Series of massacres in 1983 in East Timor

The Kraras massacre was a series of mass killings committed by the Indonesian Army, along with Timorese Hansip members, in August and September 1983 in Kraras, Viqueque Municipality, East Timor. More than 200 civilians, mostly men, died in the killings. The region is now known as the "Valley of Widows".

== Background ==

Until late 1970s, most of the residents of the Bibileo lived outside of the control of the Indonesian army. In 1979, the residents of Bibileo who were captured were relocated to Viqueque. In 1981, they were relocated again to a settlement North of Viqueque, named Kraras.

The Indonesian army's control of the region was helped by two Timorese civilian units. The Hansip were armed and paid by the Indonesian military, while the Ratih (Rakyat Terlatih, "trained people") were not armed or paid. In the beginning of 1983, the Indonesian army decided to downgrade some of the Hansip members in the region to Ratih. However, some Ratih refused to turn in their arms, and instead joined the pro-independence Falintil.

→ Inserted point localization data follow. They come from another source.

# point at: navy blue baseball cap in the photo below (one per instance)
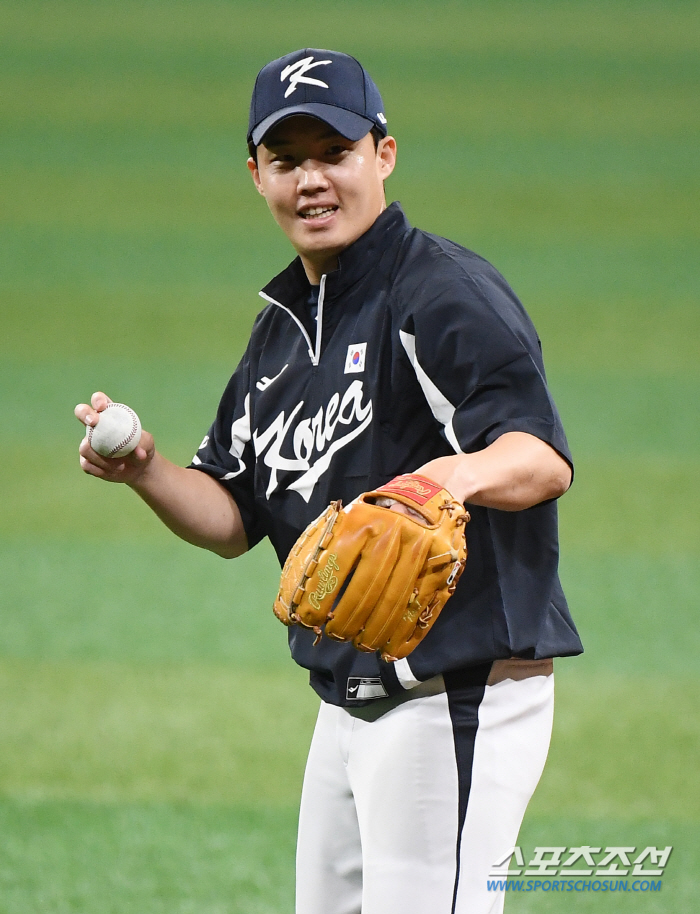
(331, 86)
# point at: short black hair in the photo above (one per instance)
(376, 133)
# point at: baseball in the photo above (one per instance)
(117, 432)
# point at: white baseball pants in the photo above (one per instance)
(408, 803)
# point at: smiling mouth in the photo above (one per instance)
(317, 211)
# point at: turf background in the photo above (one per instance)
(152, 727)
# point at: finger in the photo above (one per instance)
(86, 414)
(100, 401)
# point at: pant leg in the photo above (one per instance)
(510, 751)
(440, 784)
(329, 854)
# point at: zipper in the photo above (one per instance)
(314, 354)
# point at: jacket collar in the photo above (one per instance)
(354, 262)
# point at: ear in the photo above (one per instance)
(255, 174)
(386, 156)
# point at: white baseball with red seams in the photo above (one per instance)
(117, 433)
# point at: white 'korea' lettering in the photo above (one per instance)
(315, 436)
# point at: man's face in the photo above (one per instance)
(323, 190)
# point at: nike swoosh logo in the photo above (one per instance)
(265, 382)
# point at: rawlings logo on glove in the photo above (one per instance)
(378, 572)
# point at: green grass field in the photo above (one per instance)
(152, 727)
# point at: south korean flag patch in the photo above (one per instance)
(355, 359)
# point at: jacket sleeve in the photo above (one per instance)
(478, 360)
(227, 454)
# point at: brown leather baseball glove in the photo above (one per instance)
(376, 573)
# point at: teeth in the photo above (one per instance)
(318, 211)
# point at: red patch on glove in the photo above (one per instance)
(417, 488)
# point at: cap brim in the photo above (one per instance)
(348, 124)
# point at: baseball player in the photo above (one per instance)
(384, 350)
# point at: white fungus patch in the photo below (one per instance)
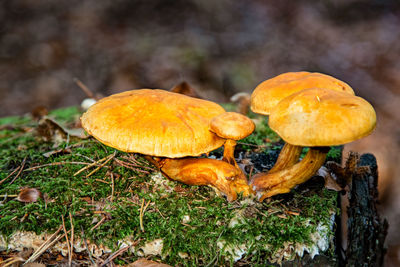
(235, 252)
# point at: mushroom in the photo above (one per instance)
(270, 92)
(168, 127)
(231, 126)
(317, 118)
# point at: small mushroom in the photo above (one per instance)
(169, 127)
(231, 126)
(270, 92)
(315, 118)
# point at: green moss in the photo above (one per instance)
(263, 227)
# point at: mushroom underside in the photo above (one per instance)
(283, 180)
(226, 178)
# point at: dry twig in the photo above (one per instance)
(142, 210)
(66, 238)
(72, 240)
(46, 245)
(8, 176)
(95, 163)
(117, 253)
(56, 164)
(20, 170)
(110, 157)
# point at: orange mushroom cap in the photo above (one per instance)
(232, 125)
(322, 117)
(154, 122)
(268, 93)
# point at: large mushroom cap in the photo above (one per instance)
(154, 122)
(232, 125)
(268, 93)
(322, 117)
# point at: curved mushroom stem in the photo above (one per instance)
(278, 182)
(288, 156)
(229, 149)
(226, 178)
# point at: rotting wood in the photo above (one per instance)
(366, 231)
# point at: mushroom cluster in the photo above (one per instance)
(305, 109)
(171, 129)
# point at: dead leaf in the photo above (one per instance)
(39, 112)
(185, 89)
(29, 195)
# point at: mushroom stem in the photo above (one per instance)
(270, 184)
(288, 156)
(229, 148)
(226, 178)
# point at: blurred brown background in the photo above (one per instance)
(220, 47)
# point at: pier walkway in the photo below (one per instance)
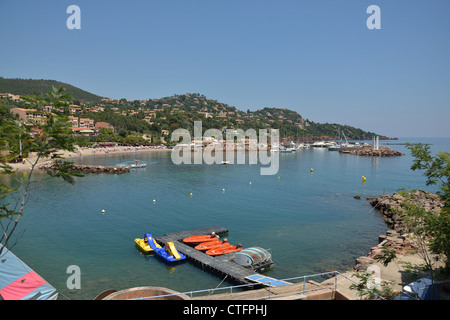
(221, 265)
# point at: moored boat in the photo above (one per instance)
(214, 244)
(143, 244)
(221, 251)
(200, 239)
(138, 164)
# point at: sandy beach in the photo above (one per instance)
(84, 152)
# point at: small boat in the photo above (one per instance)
(138, 164)
(200, 239)
(319, 144)
(170, 253)
(214, 244)
(221, 251)
(143, 244)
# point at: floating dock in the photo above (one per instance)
(222, 265)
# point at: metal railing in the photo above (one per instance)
(269, 286)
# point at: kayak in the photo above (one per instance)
(200, 239)
(214, 244)
(221, 251)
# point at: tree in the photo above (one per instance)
(55, 136)
(435, 225)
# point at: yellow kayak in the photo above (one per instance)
(144, 246)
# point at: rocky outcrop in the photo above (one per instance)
(88, 168)
(390, 206)
(369, 152)
(399, 238)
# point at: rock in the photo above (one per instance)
(362, 263)
(88, 168)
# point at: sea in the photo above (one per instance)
(310, 222)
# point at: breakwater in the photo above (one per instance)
(398, 237)
(369, 152)
(86, 168)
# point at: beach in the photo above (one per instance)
(27, 164)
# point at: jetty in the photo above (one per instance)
(223, 265)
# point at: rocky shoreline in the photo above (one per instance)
(88, 168)
(398, 237)
(369, 152)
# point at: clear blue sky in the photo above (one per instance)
(315, 57)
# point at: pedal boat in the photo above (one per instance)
(213, 244)
(144, 246)
(221, 251)
(200, 239)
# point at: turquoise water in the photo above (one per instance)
(310, 221)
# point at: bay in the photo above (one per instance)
(310, 221)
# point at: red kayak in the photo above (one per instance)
(212, 245)
(220, 251)
(200, 239)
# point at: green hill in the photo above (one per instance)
(29, 86)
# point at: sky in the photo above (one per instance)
(318, 58)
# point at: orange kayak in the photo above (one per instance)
(200, 239)
(220, 251)
(212, 245)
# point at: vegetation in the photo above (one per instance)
(155, 116)
(55, 135)
(41, 87)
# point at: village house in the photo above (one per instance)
(30, 115)
(103, 125)
(73, 121)
(86, 123)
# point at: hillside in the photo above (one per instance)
(29, 86)
(162, 116)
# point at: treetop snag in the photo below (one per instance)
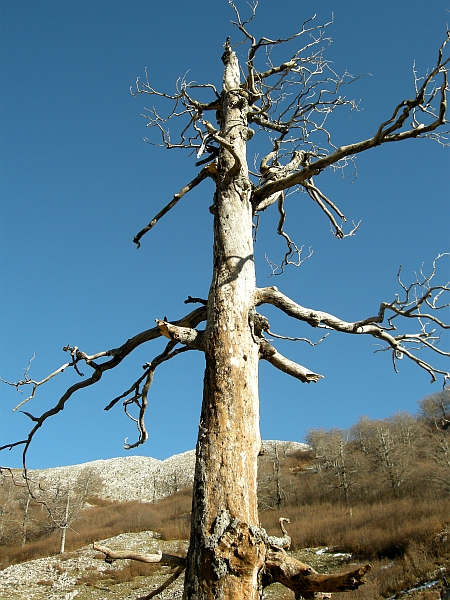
(230, 556)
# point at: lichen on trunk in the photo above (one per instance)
(227, 552)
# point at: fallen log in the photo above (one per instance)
(306, 581)
(166, 559)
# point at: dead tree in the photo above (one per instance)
(288, 104)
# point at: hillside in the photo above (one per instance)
(406, 536)
(139, 478)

Resentment against the Indonesian occupation was compounded by sexual harassment of local women by the Indonesian army.

== Events ==
On 8 August 1983, the Indonesian military post in Kraras was attacked by Falintil and ex-Ratih members. 14 Indonesian soldiers were killed in the attack. Subsequently, most inhabitants of Kraras fled the settlement and went in hiding in the surrounding mountains, fearing reprisals.

On 7 September 1983, the Indonesian military entered Kraras, burning most of the houses and killing the 4 or 5 people left in the settlement, including an old woman. The military then went to search for the residents in the mountains. Those captured were resettled to Viqueque.

On 16 September 1983, Indonesian soldiers and Hansip members took between 18 and 55 of the ex-Kraras residents to a hole in suco Caraubalu and executed them.

On 17 September 1983, the Indonesian army found ex-residents of Kraras in Buikarin. They took most of the men to a place known as Tahubein and shot them, killing 141 people.